Should these benighted citizens lose their jobs they’ll get 80% of their salaries up to a certain point, thanks to state unemployment insurance. Job retraining is free.
Upon their demise, burial plots are guaranteed under the provisions of the mandatory Burial Tax (begravningsskatt) they paid during their halcyon years.
Not much to complain about
Reinfeldt has solid support from the business community, even though they have little to complain about. Corporate taxation and average wages are so attractively low, relatively speaking, that big-time Chinese entrepreneurs plan to set up shop in the Swedish city of Kalmar rather than higher-cost Germany. Giant Swedish multinationals like SKF and Ericsson, meantime, remain entrenched in the home country because overall wage levels, among other things, are relatively lower than continental Europe.
Small companies have a good deal, too, despite their carefully orchestrated complaints. Setting up in Sweden is uncomplicated and unbureaucratic, with legal mechanisms in place to ensure that entrepreneurs can retain profits for long periods (so-called “expansion funds”) within their companies. Company taxation is low or non-existent, depending on the professionalism of accountants.
Having said this, Swedes are a cautious folk who generally don’t like starting from scratch. Company startups are historically low, though rising rapidly.
But back to the main question: with all these incentives favoring the Social Democrats – plus the rocketing economy – how has Reinfeldt managed to wean ungrateful Swedes to his Alliance?
One explanation is offered by Jan Eliasson, the Foreign Minister. Noting that the Social Democrats have mainly run the show since 1932 – with few exceptions – he suggests that there is simply “a desire for change.”
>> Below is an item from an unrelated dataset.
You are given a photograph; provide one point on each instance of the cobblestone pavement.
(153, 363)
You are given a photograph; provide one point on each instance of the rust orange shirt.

Perhaps. Reinfeldt, at 41, comes across as cool and highly articulate while the 57-year-old Persson, despite oratorical gifts, almost lost his grip during the campaign by letting a key issue like unemployment slip through his fingers. Meantime, the nation’s overwhelmingly right-wing media shrilly focuses on Persson’s real or alleged shortcomings. A formidable politician, he is frequently denounced as “presidential” - meant to be a criticism.
The government’s relative slowness in responding to the tsunami in which 543 Swedes died has not been forgotten either. The fact that most governments responded slowly is not mentioned. A short string of small scandals – trifling by European standards – provides further grist for the media maulers.
But the key issue is undoubtedly unemployment, which Reinfeldt cleverly put at the top of his agenda. – thus grabbing a domain long occupied by the working class Social Democrats. In the waning days of the campaign, the prime minister has finally positioned unemployment at the top of his agenda. It may be too late.
Like people everywhere, Swedes fear unemployment. In view of increased mechanization and globalization, virtually no private sector job is permanently secure. Reinfeldt’s proposed reduction in unemployment insurance may be a strategic error that could cost him the election.
Or perhaps not.
Seldom mentioned by Reinfeldt or Persson are the implications of EU membership for Sweden as a relatively small national state. Another hugely neglected issue is globalization – the real name of the game in a trading nation like Sweden. But in an article written last year for the OECD Observer, Persson acknowledged the power of globalizing forces. "We must learn to live with increased competition and the rapid changes it involves.
"But competitive pressure can also give rise to periods of unemployment and insecurity that affect people's everyday lives," wrote the prime minister. "We must ensure that globalisation is not perceived as a threat. We must facilitate change by providing bridges from the old to the new. People must feel secure in order to seek the full benefits of change."
He said "this is about education and life-long learning. It is about broad social security and active labour market policies. It is about equal opportunities for men and women on the labour market…"
For this reason, he said, "I strongly believe in the close link between successful competitiveness and a strong welfare state."
That link goes to the voters on Sunday.